On the surface Reconciliation suffers from the same weaknesses that plague most Christian-produced, Christian-targeted films. The performances wouldn't be out of place in a Sunday morning skit; rather than develop naturally, conflicts arise with jarring and clumsy swiftness; and again and again overwrought music montages stand in for real plot and character development. (Note to Christian moviemakers: Filming people silently laughing, crying, and conversing behind the strains of a soaring ballad is not a substitute for writing actual scenes of people laughing, crying, and conversing-do the work!)

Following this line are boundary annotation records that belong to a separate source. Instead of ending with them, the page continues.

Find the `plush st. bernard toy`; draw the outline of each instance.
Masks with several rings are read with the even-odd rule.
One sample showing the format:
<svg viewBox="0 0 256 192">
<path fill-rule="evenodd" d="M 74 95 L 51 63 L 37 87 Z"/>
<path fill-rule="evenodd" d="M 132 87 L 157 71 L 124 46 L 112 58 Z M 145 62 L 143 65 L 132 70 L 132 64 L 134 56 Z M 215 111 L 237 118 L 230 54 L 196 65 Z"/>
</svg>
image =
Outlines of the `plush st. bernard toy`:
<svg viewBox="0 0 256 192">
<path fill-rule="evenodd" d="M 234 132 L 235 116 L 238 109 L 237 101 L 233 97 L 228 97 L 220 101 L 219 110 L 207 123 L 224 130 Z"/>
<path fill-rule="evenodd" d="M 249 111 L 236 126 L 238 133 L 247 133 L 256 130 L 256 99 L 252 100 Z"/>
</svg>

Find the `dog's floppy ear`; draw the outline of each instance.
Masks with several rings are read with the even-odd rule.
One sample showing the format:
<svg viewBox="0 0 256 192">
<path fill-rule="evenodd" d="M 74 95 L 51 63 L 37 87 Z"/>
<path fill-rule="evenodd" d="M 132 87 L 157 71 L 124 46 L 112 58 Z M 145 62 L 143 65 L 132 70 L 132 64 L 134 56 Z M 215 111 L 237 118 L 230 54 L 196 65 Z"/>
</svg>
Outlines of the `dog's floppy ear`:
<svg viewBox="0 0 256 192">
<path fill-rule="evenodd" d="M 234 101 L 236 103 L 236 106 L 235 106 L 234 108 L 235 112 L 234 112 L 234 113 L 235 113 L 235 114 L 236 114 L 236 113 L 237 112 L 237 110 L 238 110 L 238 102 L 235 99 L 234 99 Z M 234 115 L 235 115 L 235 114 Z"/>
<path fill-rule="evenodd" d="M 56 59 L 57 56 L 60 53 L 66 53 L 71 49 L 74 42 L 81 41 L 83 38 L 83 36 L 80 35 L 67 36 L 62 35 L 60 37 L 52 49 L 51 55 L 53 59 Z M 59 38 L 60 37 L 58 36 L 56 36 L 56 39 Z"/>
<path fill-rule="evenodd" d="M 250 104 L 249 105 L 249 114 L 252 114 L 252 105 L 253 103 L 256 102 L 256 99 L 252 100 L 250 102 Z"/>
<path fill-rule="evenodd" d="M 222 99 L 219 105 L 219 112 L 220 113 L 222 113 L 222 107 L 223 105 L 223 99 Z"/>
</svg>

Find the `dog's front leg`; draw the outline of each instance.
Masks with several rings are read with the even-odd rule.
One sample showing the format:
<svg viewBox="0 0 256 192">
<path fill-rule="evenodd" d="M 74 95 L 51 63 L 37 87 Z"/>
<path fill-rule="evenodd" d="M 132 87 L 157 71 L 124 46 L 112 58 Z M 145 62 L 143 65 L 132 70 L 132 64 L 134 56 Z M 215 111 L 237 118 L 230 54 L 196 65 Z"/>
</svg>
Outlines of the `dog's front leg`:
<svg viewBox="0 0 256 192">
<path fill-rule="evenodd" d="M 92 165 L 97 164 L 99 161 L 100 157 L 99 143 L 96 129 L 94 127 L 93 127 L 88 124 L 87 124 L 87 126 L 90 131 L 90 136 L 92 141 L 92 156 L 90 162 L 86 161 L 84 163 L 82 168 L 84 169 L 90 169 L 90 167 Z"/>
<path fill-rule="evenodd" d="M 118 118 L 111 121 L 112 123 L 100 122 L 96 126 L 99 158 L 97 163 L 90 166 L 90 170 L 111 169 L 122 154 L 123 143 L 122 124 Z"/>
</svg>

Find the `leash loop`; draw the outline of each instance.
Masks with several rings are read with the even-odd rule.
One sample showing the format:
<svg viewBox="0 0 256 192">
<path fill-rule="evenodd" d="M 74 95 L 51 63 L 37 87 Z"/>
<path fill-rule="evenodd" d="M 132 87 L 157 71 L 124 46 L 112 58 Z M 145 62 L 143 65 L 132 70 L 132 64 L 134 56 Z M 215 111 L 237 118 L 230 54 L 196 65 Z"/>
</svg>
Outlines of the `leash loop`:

But despite its shortcomings, the story of a son reconciling with his estranged father makes a strong case that while the church cannot compromise biblical standards, when it comes to homosexuality Christ calls us to do more than protest pop culture and engage in political debate. We are to dine with tax collectors, befriend adulteresses, and make disciples of those who struggle with same-sex attraction. We cannot do that without love, and we cannot love without relationship.
In showing such relationships, writer/director Chad Ahrendt doesn't shy away from depicting the gay persona as we've seen it before in countless television shows and movies-only here it's not intended to be funny. And when accusations of hate and brainwashing start flying at a pastor counseling a man who wants to leave the gay lifestyle, we get a pretty honest depiction of the challenges this generation of Christians has to confront to deal lovingly with issues past generations could not have imagined.
Ahrendt occasionally airbrushes facts in order to maintain an atmosphere of acceptance-when it is revealed that a gay male character contracted AIDS through a blood transfusion rather than sex, the movie pushes the bounds of statistical probability to its breaking point. But this is a fairly minor quibble for a film that makes a real attempt to help believers who have never been tempted by this particular sin understand and bear the burdens of those for whom it is a daily battle.